If critics want to put people off the India FTA, they should stop making it sound so delicious.
New Zealand First tried to paint its opposition to the India free trade agreement as objective and dispassionate. “We consider the India-New Zealand Free Trade Agreement to be neither free nor fair,” said its leader Winston Peters, in a lengthy statement justifying his party’s stance.
Peters went on to raise a range of issues including our dairy sector’s access to the Indian market, while making it clear that the party values the India-New Zealand relationship. Shortly afterward, his deputy leader Shane Jones came along to make fart sounds at all that. “I don’t care how much criticism we get,” he said. “I am just never going to agree with a butter chicken tsunami coming to New Zealand.”
His comments were, in the words of Labour leader Chris Hipkins, “overt racism”. Prime minister Christopher Luxon didn’t go quite as far, preferring to simply describe them as “unacceptable”. But one of his backbenchers was a little more brave. “I feel that it is racist, this is why we want to stand by my Indian community… my migrant community,” said Mt Roskill MP Carlos Cheung.
Jones’ critics make compelling points. This isn’t the first time he has attacked the Indian community. It’s not even the first time he’s invoked butter chicken. “International education is now synonymous with butter chicken – rancid,” he said back in 2017. But if we put bigotry that debases our politics aside for one second, it’s worth noting that a butter chicken tsunami sounds absolutely scrumptious.
Just think of it: a gargantuan wave of succulent, smoky tandoori chicken cresting over the Southern Alps and spewing through the streets of Christchurch. Curry sauce flowing down Queen St in Auckland, replenishing the dried up vestiges of the Waihorotiu stream with a tasty blend of cream and tomato. Rice filling the Rangitoto crater and piling up on the central plateau like a massive blanket of snow.
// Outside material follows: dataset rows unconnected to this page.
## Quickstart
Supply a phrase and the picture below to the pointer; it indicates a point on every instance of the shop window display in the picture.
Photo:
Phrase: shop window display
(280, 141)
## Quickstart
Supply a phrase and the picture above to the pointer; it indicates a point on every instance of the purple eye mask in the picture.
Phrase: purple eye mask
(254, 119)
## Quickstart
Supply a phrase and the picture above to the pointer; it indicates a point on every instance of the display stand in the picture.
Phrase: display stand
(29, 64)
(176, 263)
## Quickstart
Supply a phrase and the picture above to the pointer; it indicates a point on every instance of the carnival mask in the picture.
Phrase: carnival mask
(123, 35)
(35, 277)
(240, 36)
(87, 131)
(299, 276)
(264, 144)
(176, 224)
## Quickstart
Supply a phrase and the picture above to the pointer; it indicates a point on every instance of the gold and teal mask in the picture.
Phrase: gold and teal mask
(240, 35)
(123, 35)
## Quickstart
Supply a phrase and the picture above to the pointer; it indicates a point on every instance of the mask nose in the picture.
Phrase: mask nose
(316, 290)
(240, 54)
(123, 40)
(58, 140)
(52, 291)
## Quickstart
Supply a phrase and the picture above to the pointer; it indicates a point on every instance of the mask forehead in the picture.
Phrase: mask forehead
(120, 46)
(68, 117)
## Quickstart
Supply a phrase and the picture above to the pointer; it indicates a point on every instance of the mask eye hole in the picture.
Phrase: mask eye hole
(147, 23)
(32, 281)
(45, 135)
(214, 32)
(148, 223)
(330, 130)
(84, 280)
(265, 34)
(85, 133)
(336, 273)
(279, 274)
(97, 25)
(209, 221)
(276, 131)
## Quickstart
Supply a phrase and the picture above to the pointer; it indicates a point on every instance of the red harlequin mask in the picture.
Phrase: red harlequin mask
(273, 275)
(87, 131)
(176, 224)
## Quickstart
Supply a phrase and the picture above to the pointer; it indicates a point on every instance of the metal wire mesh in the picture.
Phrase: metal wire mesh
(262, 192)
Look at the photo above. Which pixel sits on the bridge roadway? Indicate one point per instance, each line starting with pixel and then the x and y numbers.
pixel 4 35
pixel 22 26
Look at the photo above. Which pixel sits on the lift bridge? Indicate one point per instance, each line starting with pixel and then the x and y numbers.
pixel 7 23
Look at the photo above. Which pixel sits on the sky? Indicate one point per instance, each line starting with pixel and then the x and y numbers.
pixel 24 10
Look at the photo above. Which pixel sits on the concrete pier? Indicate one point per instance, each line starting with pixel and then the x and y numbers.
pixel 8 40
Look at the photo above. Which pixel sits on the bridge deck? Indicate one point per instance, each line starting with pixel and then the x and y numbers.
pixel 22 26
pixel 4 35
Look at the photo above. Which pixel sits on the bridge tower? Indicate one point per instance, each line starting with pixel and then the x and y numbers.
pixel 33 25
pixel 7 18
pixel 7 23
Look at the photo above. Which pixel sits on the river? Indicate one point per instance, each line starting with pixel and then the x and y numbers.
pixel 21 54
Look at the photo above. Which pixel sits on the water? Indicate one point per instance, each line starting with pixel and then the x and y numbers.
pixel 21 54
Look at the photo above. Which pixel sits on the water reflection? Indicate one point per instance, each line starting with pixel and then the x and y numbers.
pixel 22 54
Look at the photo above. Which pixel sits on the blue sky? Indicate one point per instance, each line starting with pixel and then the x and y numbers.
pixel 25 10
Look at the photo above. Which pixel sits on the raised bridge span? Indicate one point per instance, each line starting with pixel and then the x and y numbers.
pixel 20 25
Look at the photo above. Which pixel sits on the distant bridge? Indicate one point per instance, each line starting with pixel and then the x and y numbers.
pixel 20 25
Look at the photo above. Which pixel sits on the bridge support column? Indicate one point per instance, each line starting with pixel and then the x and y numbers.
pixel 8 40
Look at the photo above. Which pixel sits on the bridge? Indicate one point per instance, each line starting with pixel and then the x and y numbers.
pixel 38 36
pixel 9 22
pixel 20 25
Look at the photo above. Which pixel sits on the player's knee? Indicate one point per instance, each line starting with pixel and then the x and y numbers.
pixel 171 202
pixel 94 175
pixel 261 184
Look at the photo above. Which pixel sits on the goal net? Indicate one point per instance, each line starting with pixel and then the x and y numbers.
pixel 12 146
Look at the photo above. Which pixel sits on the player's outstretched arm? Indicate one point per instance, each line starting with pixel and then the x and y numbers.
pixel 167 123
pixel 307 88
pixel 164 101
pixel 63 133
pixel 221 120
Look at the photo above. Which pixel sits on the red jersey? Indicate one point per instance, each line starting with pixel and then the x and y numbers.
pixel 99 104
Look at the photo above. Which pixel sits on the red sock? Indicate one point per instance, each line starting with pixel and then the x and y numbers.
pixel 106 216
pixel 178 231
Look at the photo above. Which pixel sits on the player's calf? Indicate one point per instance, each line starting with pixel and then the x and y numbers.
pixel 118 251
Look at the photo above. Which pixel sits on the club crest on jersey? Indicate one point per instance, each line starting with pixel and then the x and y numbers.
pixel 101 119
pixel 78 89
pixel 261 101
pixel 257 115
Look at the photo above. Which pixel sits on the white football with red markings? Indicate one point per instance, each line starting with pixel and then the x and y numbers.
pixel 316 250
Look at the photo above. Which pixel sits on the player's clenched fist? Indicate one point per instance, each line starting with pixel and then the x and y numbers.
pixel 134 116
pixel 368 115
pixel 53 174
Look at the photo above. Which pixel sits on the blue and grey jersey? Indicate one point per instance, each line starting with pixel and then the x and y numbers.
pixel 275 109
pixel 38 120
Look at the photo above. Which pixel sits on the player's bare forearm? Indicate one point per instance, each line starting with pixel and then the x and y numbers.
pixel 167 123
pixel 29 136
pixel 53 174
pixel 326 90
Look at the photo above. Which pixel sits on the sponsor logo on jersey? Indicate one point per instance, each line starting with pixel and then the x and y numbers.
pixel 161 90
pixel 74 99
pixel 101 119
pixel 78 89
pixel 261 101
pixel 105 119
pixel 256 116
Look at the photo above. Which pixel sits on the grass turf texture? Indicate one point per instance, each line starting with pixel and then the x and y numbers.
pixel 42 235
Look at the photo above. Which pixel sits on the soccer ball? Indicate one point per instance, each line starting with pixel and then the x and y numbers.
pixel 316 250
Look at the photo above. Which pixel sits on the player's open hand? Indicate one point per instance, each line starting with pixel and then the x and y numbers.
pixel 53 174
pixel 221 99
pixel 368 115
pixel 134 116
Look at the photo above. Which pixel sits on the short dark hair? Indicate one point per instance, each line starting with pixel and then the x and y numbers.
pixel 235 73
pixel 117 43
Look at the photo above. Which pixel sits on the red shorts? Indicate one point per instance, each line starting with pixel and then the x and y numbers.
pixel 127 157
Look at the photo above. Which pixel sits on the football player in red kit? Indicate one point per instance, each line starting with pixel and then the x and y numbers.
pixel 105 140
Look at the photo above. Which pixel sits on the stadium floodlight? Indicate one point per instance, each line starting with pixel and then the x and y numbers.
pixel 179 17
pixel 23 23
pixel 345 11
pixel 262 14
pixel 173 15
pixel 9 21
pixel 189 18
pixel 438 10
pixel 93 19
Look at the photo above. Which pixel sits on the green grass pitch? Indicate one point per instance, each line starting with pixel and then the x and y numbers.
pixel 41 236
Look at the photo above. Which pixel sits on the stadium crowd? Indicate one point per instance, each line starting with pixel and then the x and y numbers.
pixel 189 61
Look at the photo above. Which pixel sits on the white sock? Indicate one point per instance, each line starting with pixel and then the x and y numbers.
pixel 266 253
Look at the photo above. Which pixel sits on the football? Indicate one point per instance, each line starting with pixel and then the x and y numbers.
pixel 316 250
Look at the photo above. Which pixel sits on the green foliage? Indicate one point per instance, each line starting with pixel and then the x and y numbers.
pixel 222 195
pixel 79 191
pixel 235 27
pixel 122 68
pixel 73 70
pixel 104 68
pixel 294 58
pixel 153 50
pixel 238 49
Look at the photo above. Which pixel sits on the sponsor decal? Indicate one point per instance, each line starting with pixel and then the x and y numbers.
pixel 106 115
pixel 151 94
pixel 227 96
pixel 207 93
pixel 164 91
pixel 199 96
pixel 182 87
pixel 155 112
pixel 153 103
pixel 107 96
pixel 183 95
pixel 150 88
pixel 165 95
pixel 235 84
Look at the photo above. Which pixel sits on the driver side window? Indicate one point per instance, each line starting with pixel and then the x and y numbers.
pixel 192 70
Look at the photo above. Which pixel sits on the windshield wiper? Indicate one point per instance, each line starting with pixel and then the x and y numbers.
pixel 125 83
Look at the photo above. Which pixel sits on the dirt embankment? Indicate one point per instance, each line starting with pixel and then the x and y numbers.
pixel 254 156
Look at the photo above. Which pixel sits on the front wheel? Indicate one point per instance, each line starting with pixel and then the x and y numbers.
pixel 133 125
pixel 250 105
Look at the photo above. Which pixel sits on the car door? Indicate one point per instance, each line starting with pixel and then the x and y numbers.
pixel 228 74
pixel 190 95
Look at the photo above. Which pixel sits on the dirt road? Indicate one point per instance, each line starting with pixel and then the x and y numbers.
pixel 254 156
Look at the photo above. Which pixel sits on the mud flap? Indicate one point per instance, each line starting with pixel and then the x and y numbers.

We’d scoop up the curry in buckets and shovel it into our cost of living crisis-scarred bellies. For a few blessed days we’d ditch the supermarket duopoly peddling $30 mince and $20 butter and feast instead on dollops of the sauce we’d collect from our gutters and cul-de-sacs. Only Wellington would sadly miss out, thanks to the risk of E coli contamination from its rotten pipes.
Even interpreted more metaphorically, the tsunami remains a massive selling point for the FTA. Indian food is at the top of the international flavour pyramid. New Zealand is already blessed with a great range of Indian options, from high-end dining to low-cost takeaway joints, but you can never have too many curries, biryanis and samosas within a 5km radius of your house.
Other criticisms of the FTA deal feel similarly mistargeted. Jones and others have wrung their hands about the effect Indian migrants might have on our housing and infrastructure. But the Indian community contributes more than $10bn annually to our economy. Indian migrants are likely to be entrepreneurial, and make up a large proportion of the country’s small business sector. Migrants in general are less likely to claim a benefit and more likely to be employed. The evidence is that migrants are a net benefit to New Zealand’s finances and labour market, which might be useful given the economy is, to use the technical economics term, absolutely toilet.
What could be the problem? That Indian people love cricket too much? That we might actually produce a reliable top-order batsman for the Black Caps for future T20 world cups? Some in Jones’ anti-FTA brigade have fretted about cultural differences between India and New Zealand, but it’s easier to list areas in which our cultures are compatible than where we’d have friction.
Most of the most vociferous criticisms of the FTA struggle to stand up to scrutiny. Maybe that’s why, after all the bluster, opponents like Jones are reduced to gurgling about tidal waves of creamy curry. But if they really want the rest of us to join them in objecting to a deal that would likely be a net benefit to New Zealand, maybe they should stop making it sound so delicious.